Background information
- Also known as: Club 69;
- Born: Vienna, Austria
- Origin: Vienna, Austria
- Genres: Tribal house; progressive house;
- Occupations: Keyboardist; remixer; producer; composer; mix engineer;
- Instruments: Keyboards; Percussion; sampler;

= Georg O. Luksch =

Austrian remixer and producer

Georg O. Luksch is an Austrian musician, remixer, composer and producer.

His father, Georg Luksch, a composer, introduced him to the piano at the age of four. When he began taking lessons at the age of five he also started to experiment with tape machines and editing, which would influence his use of recorded sound as a music instrument. In the following years Luksch developed his piano skills while exploring music on his own with recording equipment and hand-built electronic circuits.

Luksch and Peter Rauhofer became famous for working as a remixer-team under the moniker Club 69 for a variety of remixes and they won the Grammy Award in 2000 for Grammy Award for Remixer of the Year, Non-Classical

for remixing five songs by: Cher's "Believe", Madonna "Nothing Really Matters", Whitney Houston "It's Not Right but It's Okay", Everything But The Girl, "Five Fathoms", Donna Summer "I Will Go with You".

In 2001 they were nominated for a second Grammy Award for remixes of songs by: Whitney Houston "Greatest Love Of All", Tony Braxton "He Wasn't Man Enough", Pet Shop Boys "I Don't Know What You Want", Jessica Simpson "I Think I'm in Love", Filter "Take a Picture". In 2003 they were nominated again for the remix of Christina Aguilera "Beautiful".

The List of work contains a number of Madonna's songs including, "American Life", "Nothing Fails", "Nobody Knows Me", "Get Together", "Impressive Instant" and "4 Minutes", as well as her collaboration with Britney Spears, "Me Against the Music". They also provided remixes for Britney Spears, Yoko Ono, Pink, Tori Amos, Pet Shop Boys, Depeche Mode, Yazoo, Kylie Minogue, Whitney Houston, Jessica Simpson, Frankie Goes to Hollywood, Duran Duran and Mariah Carey, Filter, Book of Love, Soft Cell, Angie Stone, among others.
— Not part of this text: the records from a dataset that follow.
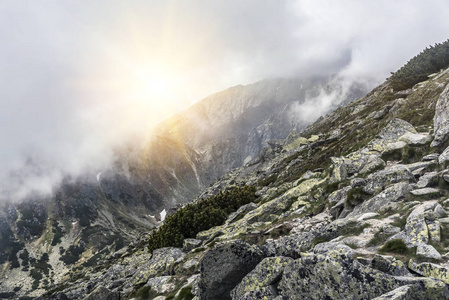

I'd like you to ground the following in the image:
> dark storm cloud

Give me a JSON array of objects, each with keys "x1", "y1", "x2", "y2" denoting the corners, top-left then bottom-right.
[{"x1": 0, "y1": 0, "x2": 448, "y2": 200}]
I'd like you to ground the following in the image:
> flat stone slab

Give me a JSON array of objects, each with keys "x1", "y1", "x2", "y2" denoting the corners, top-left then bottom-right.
[{"x1": 410, "y1": 188, "x2": 441, "y2": 196}]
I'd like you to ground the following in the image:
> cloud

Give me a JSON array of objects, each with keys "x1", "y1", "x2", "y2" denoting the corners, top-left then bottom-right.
[{"x1": 0, "y1": 0, "x2": 448, "y2": 200}]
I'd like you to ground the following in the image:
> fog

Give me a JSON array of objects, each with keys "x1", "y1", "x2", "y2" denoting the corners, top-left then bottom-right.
[{"x1": 1, "y1": 0, "x2": 449, "y2": 200}]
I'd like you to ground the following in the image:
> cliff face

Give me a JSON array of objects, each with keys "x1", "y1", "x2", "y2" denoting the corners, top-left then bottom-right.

Luksch is Professor for Media Music / Music Production at the JAM MUSIC LAB Private University for Jazz and Popular Music Vienna an Austrian private university located in the Music City Gasometer in the 11th district of Vienna, Austria. He is also holding workshops for Electronic Music Production EMP and Analog Sound Design ASD for the company Akademie-Media in Vienna.
Luksch is also running a recording studio in Vienna and producing artists in various genres and holds the position as musical director of theater Ensemble21 with regular premieres at Gleis 21 in Vienna, where he composes for productions like The Little Prince from Antoine de Saint-Exupéry.